Questionada sobre medidas específicas para proteger crianças com problemas psicossociais de exploração mediática e abusos, a ministra da Solidariedade Social, Verónica das Dores, afirmou que está a reforçar políticas de proteção infantil. “É uma questão técnica. Mas estamos a trabalhar em conjunto com os ministérios da Educação, Saúde e Justiça, bem como com os líderes locais. Depois informaremos os resultados.”
A organização PRADET, que trabalha com saúde mental e educação familiar, afirma ter capacidade para ajudar — mas ainda não recebeu qualquer encaminhamento. “A PRADET não pode agir sem referência da família ou de uma instituição”, declarou o coordenador do programa, Nicolau Vicente Ximenes.
Educação inclusiva ainda longe da prática
A representante da UNICEF em Timor-Leste, Patrizia DiGiovanni, ficou chocada ao saber que há crianças privadas do direito à educação devido a problemas psicossociais. “Fico muito triste ao saber disso. Trabalhamos com o Ministério da Educação para criar turmas especiais, professores com formação e oportunidades adequadas.”

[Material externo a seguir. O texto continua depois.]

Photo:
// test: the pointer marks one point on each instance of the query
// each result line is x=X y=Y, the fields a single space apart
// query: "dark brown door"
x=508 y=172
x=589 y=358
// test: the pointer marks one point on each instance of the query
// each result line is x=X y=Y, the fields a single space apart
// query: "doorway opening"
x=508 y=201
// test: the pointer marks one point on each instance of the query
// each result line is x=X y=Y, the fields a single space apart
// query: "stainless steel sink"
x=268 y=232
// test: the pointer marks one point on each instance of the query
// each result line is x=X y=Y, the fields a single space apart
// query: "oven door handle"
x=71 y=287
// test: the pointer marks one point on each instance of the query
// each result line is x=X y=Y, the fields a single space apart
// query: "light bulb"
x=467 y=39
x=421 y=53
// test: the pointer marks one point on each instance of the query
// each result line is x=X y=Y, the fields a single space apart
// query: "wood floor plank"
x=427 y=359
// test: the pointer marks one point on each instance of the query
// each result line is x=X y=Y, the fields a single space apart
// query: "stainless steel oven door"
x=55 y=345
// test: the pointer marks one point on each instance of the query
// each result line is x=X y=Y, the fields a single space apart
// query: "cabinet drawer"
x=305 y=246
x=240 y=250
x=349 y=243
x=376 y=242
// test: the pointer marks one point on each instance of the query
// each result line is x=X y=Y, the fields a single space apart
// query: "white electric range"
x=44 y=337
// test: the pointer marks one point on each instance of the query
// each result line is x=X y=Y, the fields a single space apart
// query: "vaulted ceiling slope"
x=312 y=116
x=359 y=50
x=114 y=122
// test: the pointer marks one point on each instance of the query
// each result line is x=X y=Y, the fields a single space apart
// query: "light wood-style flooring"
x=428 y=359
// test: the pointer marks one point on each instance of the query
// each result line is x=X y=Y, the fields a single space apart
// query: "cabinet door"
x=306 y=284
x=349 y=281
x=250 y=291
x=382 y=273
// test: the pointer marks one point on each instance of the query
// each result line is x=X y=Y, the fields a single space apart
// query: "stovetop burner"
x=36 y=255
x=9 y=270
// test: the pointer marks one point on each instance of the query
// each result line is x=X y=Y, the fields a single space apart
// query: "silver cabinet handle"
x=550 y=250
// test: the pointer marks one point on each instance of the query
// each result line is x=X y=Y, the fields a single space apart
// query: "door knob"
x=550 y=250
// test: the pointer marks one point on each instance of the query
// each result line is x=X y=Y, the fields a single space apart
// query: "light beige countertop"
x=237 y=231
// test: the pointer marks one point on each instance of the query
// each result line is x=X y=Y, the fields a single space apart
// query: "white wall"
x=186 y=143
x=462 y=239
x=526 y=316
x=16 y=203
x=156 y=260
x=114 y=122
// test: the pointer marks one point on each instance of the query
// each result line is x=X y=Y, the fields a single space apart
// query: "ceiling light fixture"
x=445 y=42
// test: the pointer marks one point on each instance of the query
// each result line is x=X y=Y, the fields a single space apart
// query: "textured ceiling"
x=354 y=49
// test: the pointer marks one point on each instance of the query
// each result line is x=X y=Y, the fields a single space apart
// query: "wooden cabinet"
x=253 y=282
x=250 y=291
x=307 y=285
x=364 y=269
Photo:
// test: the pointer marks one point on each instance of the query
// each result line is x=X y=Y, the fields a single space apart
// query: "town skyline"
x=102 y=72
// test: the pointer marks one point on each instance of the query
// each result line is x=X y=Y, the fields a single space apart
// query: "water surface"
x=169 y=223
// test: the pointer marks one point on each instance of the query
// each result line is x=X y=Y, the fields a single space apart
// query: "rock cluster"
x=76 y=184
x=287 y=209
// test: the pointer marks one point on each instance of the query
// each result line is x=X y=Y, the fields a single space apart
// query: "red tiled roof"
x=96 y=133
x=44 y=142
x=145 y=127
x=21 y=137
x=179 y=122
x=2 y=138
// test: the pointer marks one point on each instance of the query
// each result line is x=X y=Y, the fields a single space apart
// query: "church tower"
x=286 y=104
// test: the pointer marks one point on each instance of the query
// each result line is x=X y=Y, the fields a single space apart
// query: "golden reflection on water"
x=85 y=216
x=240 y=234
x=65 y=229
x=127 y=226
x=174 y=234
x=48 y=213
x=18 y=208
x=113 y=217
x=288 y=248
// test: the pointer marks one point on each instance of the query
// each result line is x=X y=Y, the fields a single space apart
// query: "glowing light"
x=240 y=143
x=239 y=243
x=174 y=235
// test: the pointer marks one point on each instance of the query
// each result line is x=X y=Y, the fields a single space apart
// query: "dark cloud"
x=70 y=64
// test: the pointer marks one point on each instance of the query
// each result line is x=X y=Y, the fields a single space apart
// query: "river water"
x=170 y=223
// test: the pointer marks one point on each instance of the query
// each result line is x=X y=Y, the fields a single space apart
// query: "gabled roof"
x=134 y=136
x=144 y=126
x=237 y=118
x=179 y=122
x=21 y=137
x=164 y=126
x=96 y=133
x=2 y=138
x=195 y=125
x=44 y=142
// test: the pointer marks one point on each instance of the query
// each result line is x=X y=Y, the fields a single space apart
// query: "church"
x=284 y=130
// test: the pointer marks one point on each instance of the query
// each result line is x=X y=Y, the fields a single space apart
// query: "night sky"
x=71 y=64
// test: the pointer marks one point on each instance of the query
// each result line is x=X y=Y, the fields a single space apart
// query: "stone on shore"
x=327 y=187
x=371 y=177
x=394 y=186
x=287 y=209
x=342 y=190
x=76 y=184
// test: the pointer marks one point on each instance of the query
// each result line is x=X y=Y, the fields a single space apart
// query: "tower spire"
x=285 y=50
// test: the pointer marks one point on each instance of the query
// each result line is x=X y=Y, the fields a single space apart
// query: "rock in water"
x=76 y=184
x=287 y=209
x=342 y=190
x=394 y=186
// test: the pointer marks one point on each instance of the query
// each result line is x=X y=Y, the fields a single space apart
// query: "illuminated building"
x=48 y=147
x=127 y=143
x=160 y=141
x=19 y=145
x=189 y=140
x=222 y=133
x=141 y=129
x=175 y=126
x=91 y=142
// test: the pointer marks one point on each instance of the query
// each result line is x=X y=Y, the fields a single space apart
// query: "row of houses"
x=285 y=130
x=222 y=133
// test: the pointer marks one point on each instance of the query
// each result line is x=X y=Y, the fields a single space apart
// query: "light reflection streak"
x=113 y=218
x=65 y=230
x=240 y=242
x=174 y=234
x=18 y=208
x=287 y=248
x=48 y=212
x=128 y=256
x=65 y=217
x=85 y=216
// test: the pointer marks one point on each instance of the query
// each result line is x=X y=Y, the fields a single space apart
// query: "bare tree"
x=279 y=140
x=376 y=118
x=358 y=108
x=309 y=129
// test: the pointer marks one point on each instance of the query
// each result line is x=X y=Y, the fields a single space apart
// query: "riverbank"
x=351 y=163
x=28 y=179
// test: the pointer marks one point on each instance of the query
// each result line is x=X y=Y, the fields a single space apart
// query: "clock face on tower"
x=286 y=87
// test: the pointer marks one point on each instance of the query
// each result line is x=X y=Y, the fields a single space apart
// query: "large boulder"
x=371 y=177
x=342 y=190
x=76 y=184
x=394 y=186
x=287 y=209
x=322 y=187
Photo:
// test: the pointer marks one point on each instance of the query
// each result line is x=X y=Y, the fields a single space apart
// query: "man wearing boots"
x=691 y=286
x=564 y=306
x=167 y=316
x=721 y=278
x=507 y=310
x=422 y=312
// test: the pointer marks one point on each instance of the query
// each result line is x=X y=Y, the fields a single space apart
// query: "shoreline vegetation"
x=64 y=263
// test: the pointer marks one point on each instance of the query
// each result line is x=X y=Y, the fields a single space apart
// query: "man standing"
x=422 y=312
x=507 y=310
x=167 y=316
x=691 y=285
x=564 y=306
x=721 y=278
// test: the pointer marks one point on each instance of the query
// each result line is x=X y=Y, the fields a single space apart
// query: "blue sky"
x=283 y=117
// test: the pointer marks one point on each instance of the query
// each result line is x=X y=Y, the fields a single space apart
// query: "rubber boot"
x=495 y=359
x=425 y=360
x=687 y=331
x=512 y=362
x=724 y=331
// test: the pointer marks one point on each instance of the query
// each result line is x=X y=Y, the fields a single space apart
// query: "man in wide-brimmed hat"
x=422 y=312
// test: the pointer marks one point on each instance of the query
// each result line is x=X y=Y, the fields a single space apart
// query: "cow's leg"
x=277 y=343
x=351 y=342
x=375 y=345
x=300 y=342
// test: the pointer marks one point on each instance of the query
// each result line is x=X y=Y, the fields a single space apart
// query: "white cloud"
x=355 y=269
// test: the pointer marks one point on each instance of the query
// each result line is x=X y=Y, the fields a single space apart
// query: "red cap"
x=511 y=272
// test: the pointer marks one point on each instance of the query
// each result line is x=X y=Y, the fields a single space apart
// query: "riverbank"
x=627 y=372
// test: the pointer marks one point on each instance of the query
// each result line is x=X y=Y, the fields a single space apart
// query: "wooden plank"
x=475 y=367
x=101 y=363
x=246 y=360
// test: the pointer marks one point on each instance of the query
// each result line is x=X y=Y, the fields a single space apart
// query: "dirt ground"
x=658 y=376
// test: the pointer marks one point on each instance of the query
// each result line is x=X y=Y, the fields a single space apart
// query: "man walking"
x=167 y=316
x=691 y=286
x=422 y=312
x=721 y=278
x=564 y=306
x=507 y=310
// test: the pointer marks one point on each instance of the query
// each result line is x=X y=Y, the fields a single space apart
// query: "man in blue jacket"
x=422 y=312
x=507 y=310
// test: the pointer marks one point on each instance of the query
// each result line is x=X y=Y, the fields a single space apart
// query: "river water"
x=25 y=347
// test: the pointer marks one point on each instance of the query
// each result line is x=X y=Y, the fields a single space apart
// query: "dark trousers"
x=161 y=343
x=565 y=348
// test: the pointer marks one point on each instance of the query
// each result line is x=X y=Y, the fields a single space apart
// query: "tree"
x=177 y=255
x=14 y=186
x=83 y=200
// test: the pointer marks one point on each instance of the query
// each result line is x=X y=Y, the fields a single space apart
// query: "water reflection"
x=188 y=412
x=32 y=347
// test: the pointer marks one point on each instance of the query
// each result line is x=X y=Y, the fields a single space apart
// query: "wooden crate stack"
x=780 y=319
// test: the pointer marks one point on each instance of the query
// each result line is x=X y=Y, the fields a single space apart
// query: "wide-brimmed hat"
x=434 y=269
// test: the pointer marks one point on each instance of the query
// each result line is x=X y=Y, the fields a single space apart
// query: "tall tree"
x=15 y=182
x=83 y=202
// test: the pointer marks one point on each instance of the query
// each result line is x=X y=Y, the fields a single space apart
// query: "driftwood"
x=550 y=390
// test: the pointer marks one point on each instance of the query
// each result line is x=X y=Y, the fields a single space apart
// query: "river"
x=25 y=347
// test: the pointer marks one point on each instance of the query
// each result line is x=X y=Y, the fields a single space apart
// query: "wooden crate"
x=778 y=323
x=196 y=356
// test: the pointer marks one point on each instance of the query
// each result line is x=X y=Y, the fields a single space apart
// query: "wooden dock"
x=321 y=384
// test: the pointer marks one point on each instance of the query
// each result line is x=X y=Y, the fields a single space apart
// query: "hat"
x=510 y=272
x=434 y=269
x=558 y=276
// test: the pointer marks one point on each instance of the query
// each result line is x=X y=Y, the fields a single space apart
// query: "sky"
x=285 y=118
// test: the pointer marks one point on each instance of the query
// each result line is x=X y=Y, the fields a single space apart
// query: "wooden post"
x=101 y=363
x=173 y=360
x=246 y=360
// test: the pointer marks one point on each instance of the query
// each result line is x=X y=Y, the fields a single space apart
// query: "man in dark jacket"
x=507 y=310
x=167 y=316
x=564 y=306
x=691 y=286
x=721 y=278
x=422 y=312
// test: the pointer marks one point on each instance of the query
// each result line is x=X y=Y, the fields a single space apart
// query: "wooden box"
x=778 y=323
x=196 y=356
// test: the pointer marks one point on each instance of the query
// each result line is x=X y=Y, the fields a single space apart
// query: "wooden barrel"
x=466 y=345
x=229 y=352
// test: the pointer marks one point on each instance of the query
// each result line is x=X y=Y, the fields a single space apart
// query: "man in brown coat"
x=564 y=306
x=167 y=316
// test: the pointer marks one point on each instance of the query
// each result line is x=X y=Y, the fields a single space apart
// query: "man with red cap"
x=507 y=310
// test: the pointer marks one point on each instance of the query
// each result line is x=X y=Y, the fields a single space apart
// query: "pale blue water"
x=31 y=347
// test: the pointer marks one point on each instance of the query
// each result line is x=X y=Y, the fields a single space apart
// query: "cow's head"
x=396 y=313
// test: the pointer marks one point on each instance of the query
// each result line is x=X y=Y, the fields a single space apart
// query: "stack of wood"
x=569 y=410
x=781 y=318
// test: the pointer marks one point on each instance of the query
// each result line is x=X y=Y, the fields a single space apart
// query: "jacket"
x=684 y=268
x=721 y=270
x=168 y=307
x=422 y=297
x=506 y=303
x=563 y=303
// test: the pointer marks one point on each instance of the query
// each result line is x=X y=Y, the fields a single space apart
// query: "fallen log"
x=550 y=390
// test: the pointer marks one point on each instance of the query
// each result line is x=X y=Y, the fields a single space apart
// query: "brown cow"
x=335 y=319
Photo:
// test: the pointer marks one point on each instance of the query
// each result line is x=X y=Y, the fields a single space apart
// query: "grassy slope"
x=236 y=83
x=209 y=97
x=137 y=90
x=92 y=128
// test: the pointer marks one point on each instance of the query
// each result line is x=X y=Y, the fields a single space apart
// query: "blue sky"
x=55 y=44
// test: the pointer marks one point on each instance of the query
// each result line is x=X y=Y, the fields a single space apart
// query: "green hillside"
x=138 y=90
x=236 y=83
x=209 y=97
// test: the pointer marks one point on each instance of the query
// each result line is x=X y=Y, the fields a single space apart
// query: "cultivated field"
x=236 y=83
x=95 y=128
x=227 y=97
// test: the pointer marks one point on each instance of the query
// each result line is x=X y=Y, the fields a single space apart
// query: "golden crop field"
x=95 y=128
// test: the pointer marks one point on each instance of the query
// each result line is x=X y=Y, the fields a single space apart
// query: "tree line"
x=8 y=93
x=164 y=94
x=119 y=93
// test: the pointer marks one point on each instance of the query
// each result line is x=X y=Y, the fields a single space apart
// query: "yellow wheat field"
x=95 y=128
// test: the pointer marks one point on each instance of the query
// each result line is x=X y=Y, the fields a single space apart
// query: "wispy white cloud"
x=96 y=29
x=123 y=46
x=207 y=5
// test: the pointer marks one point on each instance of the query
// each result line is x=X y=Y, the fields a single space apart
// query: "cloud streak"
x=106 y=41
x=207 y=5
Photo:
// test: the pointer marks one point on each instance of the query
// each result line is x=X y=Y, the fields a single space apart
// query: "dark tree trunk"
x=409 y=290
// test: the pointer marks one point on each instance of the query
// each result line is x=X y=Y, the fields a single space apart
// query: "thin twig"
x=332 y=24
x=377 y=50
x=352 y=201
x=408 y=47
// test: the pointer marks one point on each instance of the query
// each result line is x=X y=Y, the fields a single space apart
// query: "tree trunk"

Admitiu, no entanto, que as necessidades são muitas e os recursos limitados. “Agora que me chamou a atenção para este caso, tentarei ver como podemos acelerar esse processo. A educação inclusiva requer professores preparados, currículos adaptados e apoio individualizado.”
Patrizia sublinhou ainda que todas as crianças aprendem de forma diferente — e que a fome, a instabilidade familiar ou problemas emocionais também podem comprometer a aprendizagem. “Não é só uma deficiência que impede alguém de aprender.”
A UNICEF, que investe cerca de 2,5 milhões de dólares por ano na educação em Timor-Leste, colabora com o Governo e organizações da sociedade civil para fortalecer o sistema de proteção infantil.
A situação desta criança com problemas psicossociais não é nova. Está à vista de todos há vários anos, tem sido repetidamente denunciada pelo Diligente e continua sem respostas eficazes ou soluções duradouras. Apesar das promessas, declarações institucionais e contactos com várias entidades, o menino permanece sem acesso a educação, a proteção adequada e ao apoio que a lei lhe garante.
Quantas vezes mais terá de ser exposto até que alguém faça, de facto, alguma coisa?